Resul Aydın
Kayıtlı Kullanıcı
Bu muhalefet, bu hiddet bu kin ve bu nefret ötekine tahammülsüzlüğün tezahürü değil de nedir?
Bir güzel gelişme bir faydalı adım bir sevindirici hareket bile sevmediğinden sadır olunca onu karalamanın onu hafife almanın onu küçümsemenin ya da kafaları karıştıracak ifadeler kullanmanın saiki başka ne olabilir ki?!
Maalasef bizdeki muhalefet (siyaset, medya, stk ve diğerleri) yaşatma öldür mantığıyla hareket ediyor. İçindeki nefret ile hareket ediyor. Dinlemeden muhalefet ediyor.
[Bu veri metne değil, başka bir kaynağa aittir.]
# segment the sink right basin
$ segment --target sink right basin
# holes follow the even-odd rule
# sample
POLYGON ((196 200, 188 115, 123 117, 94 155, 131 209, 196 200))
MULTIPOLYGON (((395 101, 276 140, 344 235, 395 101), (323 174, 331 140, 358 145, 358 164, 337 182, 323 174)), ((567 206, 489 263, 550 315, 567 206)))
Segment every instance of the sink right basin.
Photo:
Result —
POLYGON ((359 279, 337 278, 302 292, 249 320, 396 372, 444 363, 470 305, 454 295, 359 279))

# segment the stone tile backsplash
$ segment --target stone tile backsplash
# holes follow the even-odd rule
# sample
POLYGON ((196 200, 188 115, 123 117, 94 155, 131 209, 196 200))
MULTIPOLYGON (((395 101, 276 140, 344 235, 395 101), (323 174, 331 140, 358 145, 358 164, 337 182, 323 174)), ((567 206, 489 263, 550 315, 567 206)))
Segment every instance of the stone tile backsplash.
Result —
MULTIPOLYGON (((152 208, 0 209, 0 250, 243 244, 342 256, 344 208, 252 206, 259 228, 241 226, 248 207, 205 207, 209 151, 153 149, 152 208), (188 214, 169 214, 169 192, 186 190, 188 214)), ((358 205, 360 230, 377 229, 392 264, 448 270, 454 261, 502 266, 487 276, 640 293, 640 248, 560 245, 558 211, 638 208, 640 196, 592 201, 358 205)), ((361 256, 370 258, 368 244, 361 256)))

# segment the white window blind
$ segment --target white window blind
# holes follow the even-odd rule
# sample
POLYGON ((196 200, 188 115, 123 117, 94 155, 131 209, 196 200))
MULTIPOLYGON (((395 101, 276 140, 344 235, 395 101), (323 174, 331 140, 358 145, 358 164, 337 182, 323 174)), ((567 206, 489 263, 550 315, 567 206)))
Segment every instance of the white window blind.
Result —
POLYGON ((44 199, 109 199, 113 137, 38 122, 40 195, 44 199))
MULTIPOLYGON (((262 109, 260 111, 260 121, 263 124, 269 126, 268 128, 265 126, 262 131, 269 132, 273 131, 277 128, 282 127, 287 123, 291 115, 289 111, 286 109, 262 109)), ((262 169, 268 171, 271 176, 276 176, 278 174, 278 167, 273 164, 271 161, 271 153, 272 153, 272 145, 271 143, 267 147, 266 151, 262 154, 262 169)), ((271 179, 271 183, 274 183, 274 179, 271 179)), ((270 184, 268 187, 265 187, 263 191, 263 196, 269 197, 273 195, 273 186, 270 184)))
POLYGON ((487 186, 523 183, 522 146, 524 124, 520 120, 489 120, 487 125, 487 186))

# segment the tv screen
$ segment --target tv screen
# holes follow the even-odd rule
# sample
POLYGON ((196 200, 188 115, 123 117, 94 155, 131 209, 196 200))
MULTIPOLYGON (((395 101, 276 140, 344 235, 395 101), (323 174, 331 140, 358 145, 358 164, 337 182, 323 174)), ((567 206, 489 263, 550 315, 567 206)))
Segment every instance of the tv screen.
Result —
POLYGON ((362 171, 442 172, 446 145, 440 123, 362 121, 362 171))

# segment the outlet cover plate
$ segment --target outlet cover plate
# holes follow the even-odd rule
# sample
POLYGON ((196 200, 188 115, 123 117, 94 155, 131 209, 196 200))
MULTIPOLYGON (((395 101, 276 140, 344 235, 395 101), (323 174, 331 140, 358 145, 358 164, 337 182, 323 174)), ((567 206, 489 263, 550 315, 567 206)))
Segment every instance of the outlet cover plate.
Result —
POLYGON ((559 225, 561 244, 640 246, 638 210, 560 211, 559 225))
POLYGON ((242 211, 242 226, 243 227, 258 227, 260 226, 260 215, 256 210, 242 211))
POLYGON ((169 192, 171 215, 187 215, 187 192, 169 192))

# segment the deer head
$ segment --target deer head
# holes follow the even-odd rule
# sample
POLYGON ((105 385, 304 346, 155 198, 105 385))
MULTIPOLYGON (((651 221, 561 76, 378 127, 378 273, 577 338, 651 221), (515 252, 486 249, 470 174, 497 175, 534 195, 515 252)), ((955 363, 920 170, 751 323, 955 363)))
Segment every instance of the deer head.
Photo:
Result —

Anlamadan muhalefet ediyor. İşine gelmeyince anayasayı da yasaları da yok sayabiliyor.
Hukuk dışına çıkılabileceğini açıklamaktan da çekinmiyor. Yani resmen tehdit ediyor.
Allah'tan her seçimde millet ağızlarının payını veriyor da arada bir hülyalarından uyanıyorlar.
Ülkede istikrarı bozan ve kaosa zemin hazırlayan da partisiyle, sivil toplum örgütüyle, medyasıyla, okumuşu yazmışı, muvazzafı emeklisiyle işte bu muhalefet kesimidir.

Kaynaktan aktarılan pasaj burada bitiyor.